The clinical use of ceramics and especially Y-TZP for the fabrication of full crown supported FPDs has become common place in clinical dentistry due to their natural aesthetics and exceptional biocompatibility. However, failure rates have proven to be greater than traditional metal-ceramic structures but low enough to be acceptable based on current popularity of all-ceramic systems. The inlay supported all-ceramic FPD is not considered routine or common place due to the perception that the incidence of failure relating to its use is insurmountable. However, the results of the FEMs detailed above indicate stress increases of only 20% greater for the inlay model over the full crown model and being able to withstand a theoretical ultimate yield load of nearly 1200 N, but a realistic load closer to 700 N, Y-TZP should be considered capable of clinical use as a material in the fabrication of inlay supported FPDs. Other ceramics such as the glass-infiltrated ceramics and densely sintered alumina, with fracture strengths of between 600 and 700 MPa may be considered for use, but with lesser safety margins.

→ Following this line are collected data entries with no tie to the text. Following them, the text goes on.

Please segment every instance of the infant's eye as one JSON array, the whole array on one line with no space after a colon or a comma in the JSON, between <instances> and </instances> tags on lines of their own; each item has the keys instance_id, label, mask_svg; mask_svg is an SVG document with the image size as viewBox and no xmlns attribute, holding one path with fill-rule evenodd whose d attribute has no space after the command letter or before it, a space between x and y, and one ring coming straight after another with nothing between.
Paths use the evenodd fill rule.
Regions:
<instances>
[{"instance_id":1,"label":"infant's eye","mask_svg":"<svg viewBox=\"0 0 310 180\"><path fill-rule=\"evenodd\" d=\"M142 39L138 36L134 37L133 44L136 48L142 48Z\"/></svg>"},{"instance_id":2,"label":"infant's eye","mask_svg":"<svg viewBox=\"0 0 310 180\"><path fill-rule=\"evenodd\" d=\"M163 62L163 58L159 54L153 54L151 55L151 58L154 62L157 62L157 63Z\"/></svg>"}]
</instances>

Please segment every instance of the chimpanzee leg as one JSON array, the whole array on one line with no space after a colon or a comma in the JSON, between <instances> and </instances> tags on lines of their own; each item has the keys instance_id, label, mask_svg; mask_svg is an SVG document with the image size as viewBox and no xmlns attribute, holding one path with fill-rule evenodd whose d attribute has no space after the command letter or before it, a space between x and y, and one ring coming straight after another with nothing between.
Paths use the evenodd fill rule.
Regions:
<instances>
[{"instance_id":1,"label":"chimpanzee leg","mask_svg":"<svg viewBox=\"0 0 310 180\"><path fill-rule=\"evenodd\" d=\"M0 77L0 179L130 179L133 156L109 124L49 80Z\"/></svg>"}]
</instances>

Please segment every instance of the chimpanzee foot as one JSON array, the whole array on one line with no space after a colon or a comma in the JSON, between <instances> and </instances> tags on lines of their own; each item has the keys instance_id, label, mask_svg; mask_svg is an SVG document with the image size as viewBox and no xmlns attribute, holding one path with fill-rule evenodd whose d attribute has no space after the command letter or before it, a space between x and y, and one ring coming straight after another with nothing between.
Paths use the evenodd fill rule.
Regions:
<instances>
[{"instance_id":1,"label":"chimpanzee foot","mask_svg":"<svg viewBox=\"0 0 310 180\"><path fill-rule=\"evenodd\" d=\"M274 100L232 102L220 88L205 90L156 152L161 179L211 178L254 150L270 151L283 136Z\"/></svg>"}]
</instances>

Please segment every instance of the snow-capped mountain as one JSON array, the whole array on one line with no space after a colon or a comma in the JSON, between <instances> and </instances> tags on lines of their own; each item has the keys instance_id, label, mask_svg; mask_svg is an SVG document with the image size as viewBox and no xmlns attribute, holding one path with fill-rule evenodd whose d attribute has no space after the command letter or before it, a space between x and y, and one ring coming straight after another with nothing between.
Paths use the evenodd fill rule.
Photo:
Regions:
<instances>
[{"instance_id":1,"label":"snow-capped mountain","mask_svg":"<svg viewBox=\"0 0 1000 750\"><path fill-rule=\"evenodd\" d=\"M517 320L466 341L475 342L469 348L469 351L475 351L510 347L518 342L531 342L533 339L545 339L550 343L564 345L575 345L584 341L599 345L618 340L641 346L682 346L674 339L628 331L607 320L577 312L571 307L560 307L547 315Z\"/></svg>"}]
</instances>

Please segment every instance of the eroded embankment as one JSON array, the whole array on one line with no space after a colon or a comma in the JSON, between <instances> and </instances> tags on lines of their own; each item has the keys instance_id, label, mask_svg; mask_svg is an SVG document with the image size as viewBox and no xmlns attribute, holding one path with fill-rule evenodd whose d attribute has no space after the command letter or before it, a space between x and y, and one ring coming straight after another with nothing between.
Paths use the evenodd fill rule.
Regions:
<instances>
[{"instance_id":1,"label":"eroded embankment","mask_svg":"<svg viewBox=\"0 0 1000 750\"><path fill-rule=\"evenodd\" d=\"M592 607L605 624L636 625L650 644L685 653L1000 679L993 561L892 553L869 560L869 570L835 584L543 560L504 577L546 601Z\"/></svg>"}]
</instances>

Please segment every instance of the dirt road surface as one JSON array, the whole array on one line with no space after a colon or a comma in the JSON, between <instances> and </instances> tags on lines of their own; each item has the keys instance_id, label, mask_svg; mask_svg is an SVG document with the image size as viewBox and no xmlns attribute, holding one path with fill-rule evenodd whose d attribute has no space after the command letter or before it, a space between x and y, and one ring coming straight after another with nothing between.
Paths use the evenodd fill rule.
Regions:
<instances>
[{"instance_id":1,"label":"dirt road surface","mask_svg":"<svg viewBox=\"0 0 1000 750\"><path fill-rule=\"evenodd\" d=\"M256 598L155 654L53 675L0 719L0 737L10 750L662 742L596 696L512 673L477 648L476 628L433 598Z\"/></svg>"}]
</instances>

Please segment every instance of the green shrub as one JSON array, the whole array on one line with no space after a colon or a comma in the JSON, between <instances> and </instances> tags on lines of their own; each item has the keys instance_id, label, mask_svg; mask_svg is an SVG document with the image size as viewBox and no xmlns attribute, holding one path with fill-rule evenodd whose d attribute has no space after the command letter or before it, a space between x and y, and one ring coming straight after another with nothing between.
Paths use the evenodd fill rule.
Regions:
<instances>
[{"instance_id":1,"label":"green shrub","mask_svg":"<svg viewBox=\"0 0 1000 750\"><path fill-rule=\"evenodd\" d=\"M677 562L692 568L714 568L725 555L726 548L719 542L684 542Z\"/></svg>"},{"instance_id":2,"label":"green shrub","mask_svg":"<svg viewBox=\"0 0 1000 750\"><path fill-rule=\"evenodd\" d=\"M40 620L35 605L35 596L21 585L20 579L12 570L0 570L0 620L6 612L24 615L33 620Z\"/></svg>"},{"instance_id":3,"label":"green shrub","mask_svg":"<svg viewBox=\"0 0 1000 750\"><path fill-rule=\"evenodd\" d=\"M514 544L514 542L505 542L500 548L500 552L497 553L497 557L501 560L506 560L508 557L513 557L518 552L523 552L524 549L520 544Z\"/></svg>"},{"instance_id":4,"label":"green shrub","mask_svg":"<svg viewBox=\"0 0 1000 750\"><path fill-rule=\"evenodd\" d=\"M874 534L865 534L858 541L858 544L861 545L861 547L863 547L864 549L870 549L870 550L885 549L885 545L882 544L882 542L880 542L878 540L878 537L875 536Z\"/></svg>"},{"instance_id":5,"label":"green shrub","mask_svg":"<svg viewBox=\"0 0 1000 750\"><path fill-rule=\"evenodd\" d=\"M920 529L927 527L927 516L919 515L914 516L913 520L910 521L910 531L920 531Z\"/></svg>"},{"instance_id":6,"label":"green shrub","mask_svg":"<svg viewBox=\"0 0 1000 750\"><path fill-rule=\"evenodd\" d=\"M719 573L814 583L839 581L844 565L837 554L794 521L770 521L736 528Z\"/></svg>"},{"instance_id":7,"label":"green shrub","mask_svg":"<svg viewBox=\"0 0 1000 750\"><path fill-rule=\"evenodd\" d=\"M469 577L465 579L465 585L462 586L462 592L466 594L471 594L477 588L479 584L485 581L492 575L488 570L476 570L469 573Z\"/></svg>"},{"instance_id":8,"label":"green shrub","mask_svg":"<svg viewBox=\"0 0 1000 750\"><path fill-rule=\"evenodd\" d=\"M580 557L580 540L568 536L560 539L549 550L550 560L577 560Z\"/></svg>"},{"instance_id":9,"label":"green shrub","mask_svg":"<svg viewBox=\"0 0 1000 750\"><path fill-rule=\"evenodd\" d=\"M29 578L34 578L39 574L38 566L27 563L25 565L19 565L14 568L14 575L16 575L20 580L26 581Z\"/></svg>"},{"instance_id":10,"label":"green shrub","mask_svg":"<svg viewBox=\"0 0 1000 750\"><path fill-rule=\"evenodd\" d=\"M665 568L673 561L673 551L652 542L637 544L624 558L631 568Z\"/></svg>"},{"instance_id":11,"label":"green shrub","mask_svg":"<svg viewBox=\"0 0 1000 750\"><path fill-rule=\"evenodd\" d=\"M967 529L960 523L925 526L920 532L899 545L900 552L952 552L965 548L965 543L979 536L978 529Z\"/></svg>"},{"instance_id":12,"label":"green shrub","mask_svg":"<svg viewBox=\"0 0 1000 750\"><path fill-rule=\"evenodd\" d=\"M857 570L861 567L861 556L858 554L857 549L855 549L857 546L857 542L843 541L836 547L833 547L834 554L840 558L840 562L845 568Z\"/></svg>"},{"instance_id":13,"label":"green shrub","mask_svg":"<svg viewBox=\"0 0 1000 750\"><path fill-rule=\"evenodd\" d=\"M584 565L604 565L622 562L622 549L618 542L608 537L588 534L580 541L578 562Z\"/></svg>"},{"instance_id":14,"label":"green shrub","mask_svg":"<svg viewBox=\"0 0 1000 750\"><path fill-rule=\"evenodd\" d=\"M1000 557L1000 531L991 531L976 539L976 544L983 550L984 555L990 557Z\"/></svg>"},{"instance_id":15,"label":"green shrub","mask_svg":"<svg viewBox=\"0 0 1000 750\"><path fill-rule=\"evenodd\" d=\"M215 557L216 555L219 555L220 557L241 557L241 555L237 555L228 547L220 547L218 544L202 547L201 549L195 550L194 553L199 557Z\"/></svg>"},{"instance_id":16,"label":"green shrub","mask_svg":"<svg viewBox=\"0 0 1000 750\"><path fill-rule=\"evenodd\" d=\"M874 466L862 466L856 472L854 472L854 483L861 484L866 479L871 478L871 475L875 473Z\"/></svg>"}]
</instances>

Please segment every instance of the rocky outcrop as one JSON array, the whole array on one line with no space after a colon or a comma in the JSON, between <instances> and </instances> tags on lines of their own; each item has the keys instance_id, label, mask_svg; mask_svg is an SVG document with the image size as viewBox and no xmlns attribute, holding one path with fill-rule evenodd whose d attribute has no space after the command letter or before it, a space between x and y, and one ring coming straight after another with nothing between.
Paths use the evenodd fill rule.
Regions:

The literature review presented earlier has enabled us to develop a more optimized design for the fabrication of an all-ceramic inlay supported bridge and numerically test the design against the accepted clinical norm of the full crown supported FPD. This testing utilized the current state-of-the-art three-dimensional FEA method, incorporating the conclusions and findings from previous studies, the use of which entails a non-destructive and repeatable way to test the performance of materials and designs.

The FEM presented above demonstrates that with the use of an idealized inlay preparation form (as discussed in Part 1)1 and an optimized bridge design emphasizing a broadening of the gingival embrasure, the forces derived from mastication can be adequately distributed to levels which are within the fracture strength of current ceramics.